Project 4 / Scene Recognition with Bag of Words

The goal of this project is to become familiar with image recognition. For this purpose, we will work on scene recognition using three different methods:

  1. Tiny images representation and nearest neighbor classifier
  2. Bag of SIFT representation and nearest neighbor classifier
  3. Bag of SIFT representation and linear SVM classifier

Let's discuss the parameters and results obtained with each of them.

1. Tiny images representation and nearest neighbor classifier

In this first part of the project, the image representation is quite simple. We will just take any input image and resize it to a fixed and small resolution. We decided this resolution to be 16x16 as recommended in the project website. Once the output image is created, we will use a knn classifier to assign labels to each image. This parameter k seemed more interesting to play with. Here are some of the experiments run and accuracies obtained:

Figure 1. Accuracy for different values of k using tiny images representation.

Table 1. Accuracy for different values of k using tiny images representation.

As we can see from both the graph and the table, the best accuracy is reached when k = 11, accuracy = 23.4%. If our k is too small, we might be biasing our model by just taking into account too few neighbors, while on the contrary, if k is too high then we might be considering too much irrelevant information.

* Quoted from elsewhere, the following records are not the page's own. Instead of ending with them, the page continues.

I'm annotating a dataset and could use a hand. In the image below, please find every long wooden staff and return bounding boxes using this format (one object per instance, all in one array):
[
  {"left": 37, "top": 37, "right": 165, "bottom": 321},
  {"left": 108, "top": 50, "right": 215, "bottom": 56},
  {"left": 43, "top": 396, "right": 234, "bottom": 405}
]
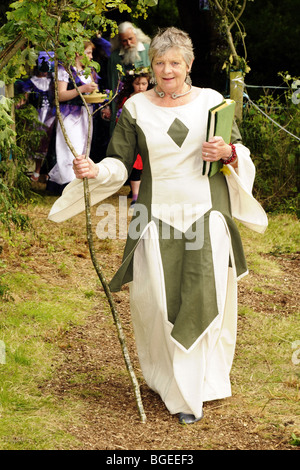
[{"left": 54, "top": 54, "right": 146, "bottom": 423}]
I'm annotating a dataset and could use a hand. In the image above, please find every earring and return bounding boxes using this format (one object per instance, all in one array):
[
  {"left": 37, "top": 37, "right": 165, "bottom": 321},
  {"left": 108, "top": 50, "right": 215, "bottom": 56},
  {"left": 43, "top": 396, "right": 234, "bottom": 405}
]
[{"left": 185, "top": 72, "right": 192, "bottom": 86}]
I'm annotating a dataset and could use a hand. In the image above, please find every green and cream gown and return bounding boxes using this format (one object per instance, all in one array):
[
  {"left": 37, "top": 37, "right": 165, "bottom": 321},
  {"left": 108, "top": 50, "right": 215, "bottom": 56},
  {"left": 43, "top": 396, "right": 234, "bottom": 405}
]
[{"left": 49, "top": 89, "right": 267, "bottom": 417}]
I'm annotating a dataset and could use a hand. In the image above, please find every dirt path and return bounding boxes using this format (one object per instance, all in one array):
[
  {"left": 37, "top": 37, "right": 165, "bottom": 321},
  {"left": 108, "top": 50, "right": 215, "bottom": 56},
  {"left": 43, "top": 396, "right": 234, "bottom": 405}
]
[{"left": 34, "top": 193, "right": 299, "bottom": 450}]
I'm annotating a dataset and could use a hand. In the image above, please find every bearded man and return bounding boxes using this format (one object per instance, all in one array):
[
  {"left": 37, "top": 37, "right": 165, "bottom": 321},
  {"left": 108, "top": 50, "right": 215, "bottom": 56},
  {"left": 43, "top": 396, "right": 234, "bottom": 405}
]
[{"left": 107, "top": 21, "right": 151, "bottom": 131}]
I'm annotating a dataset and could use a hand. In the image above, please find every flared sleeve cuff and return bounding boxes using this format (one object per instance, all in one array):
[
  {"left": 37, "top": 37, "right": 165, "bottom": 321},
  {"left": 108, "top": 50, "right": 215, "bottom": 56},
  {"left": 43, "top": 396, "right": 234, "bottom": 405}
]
[
  {"left": 224, "top": 144, "right": 268, "bottom": 233},
  {"left": 48, "top": 157, "right": 128, "bottom": 222}
]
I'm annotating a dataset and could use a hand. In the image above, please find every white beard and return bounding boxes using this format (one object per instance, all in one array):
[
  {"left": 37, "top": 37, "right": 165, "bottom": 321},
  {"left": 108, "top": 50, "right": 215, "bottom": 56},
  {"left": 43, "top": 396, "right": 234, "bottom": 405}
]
[{"left": 122, "top": 46, "right": 140, "bottom": 65}]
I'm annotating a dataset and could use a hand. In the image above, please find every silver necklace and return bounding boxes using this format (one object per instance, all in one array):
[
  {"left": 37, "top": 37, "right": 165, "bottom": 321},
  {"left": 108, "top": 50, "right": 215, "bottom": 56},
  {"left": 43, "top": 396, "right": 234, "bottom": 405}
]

2. Bag of SIFT representation and nearest neighbor classifier

For the second part of the project, we applied SIFT representation instead of tiny images. We used vl_dsift function from vl_feat package to obtain these SIFT descriptors.

The results obtained were much higher than the ones from the previous section. We were able to obtain an accuracy of 52.3%, with the following configuration:

Figure 2. Confusion matrix, bag of SIFTs with knn (k=5).

Some other values of k we experimented with are the following ones:

Table 2. Accuracy for different values of k using bag of sifts representation.

As well as in section 1, we can see how accuracy can be improved by increasing k from k = 1 to a certain point (k= ~20), where accuracy will start to drop. As the number of nearest neighbors increases, the model will consider a higher number of samples, which increases the risk of taking into account samples that are too far and irrelevant to our test input.

3. Bag of SIFT representation and linear SVM classifier

For this section we used the same parameters as above(vocabulary size = 200, step = 8, bag of sifts step size = 4), and experimented with the different values of lambda. The results obtained are as follows:

Figure 3. Confusion matrix, bag of SIFTs with SVM (lambda = 0.000001).

Table 3. Accuracy for different values of lambda using bag of sifts representation.

As we can see, the best result is obtained with lambda = 0.000001, with an accuracy of 67.1%. In this way, by using SVM instead nearest neighbors classifier we were able to increase our accuracy in more than 15%.

4. Extra credit

In this last section, we will be showing some other experiments and improvements implemented during this project.

a. Experimenting with different vocabulary sizes

First, we start experimenting with different sizes of vocabulary to see the impact that this could have on performance. In this way, we maintained fixed all the parameters from the previous section (vocab_size= 200, step_size = 8; bag of sifts - step_size = 4, lambda = 0.000001), except for vocabulary size. The results were as follows:

Table 4. Accuracy for different values of vocabulary size using bag of sifts representation.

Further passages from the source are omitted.